In your code, lineReference is effectively final. Its value is assigned exactly once during its lifetime, before it goes out of scope at the end of each loop iteration, which is why you can use it in the lambda.

There is an alternative arrangement of your loop possible by declaring line inside the loop body:

for (;;) {
    String line = bufferedReader.readLine();
    if (line == null) break;
    runLater(() -> consumeString(line));
}

This is allowed because line now goes out of scope at the end of each loop iteration. Each iteration effectively has a fresh variable, assigned exactly once. (However, at a low level the variable is still stored in the same CPU register, so it's not like it has to be repeatedly "created" and "destroyed". What I mean is, there is happily no extra cost to declaring variables inside a loop like this, so it's fine.)


Note: All this is not unique to lambdas.
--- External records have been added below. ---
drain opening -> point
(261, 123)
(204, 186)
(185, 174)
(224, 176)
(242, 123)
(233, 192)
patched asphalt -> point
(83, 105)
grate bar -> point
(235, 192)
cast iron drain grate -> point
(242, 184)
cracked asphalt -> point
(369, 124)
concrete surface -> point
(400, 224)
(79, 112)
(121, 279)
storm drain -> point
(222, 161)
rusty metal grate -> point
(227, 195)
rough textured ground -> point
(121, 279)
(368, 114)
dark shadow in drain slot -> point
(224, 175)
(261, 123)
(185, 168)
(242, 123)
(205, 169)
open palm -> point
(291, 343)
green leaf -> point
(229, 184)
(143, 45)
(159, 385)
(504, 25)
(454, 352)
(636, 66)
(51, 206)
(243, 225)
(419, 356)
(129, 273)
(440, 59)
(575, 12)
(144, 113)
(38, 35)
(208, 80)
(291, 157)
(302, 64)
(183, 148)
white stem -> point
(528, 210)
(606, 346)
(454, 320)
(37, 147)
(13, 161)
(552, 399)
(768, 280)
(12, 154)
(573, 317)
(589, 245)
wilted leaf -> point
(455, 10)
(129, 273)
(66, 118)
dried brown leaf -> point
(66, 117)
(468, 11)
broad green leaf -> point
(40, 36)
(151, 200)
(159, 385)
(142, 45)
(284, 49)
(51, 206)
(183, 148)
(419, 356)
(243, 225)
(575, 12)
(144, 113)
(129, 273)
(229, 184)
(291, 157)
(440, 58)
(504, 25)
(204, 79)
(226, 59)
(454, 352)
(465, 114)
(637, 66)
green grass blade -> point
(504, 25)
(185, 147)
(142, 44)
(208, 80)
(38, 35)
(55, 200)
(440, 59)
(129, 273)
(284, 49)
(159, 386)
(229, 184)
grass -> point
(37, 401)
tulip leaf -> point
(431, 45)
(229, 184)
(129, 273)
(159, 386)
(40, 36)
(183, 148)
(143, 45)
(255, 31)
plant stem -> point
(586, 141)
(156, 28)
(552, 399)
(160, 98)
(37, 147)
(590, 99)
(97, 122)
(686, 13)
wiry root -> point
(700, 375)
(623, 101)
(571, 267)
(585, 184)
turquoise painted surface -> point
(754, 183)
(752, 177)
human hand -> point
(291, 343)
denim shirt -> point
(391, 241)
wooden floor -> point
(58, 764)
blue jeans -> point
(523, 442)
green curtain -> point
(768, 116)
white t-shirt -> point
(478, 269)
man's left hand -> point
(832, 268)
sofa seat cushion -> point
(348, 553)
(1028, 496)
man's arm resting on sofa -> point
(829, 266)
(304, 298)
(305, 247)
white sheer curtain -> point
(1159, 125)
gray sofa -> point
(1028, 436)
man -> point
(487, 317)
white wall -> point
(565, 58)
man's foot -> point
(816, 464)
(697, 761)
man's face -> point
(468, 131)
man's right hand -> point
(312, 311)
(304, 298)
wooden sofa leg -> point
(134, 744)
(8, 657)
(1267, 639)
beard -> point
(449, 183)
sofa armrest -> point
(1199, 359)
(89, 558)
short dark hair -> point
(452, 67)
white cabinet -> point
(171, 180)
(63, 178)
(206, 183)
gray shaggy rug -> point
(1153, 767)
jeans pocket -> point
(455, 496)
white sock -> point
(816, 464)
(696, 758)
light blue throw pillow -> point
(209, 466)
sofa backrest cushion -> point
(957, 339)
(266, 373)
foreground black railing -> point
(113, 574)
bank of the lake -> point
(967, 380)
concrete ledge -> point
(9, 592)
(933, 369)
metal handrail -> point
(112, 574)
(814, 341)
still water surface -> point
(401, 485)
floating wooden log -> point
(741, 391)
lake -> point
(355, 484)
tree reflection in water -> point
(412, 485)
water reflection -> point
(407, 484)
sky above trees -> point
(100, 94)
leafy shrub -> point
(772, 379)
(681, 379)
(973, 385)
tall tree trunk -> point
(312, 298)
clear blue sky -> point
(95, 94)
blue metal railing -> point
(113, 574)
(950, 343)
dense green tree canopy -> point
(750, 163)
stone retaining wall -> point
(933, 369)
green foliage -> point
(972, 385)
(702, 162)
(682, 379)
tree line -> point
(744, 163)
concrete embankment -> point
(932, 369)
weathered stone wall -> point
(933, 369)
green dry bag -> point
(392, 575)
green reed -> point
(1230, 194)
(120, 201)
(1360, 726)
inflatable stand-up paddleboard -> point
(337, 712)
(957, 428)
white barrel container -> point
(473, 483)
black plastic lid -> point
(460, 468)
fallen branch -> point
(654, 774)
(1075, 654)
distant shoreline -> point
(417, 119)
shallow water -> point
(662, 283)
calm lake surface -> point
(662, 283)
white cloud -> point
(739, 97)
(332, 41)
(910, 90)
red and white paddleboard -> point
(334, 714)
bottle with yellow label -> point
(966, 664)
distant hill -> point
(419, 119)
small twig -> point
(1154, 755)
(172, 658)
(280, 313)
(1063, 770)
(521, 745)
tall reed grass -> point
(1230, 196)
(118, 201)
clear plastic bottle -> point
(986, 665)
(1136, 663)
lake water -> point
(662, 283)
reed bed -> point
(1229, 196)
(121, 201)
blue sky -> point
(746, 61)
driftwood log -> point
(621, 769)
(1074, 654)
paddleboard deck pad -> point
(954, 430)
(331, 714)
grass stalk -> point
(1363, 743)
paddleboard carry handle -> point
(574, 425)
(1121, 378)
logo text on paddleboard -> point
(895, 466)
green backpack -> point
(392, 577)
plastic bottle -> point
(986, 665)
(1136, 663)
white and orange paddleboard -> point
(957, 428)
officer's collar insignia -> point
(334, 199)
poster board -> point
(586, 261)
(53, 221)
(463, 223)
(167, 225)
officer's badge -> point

It also applies identically to any classes declared lexically inside the method, from which lambdas inherited the rules.

Note 2: It could be argued that lambdas would be simpler if they followed the rule of always capturing the values of variables they use at lambda creation time. Then there would be no difference in behavior between fields and locals, and no need for the "final or effectively final" rule because it would be well-established that lambdas don't see changes made after lambda creation time. But this rule would have its own uglinesses. As one example, for an instance field x accessed within a lambda, there would be a difference between the behavior of reading x (capturing final value of x) and this.x (capturing final value of this, seeing its field x changing). Language design is hard.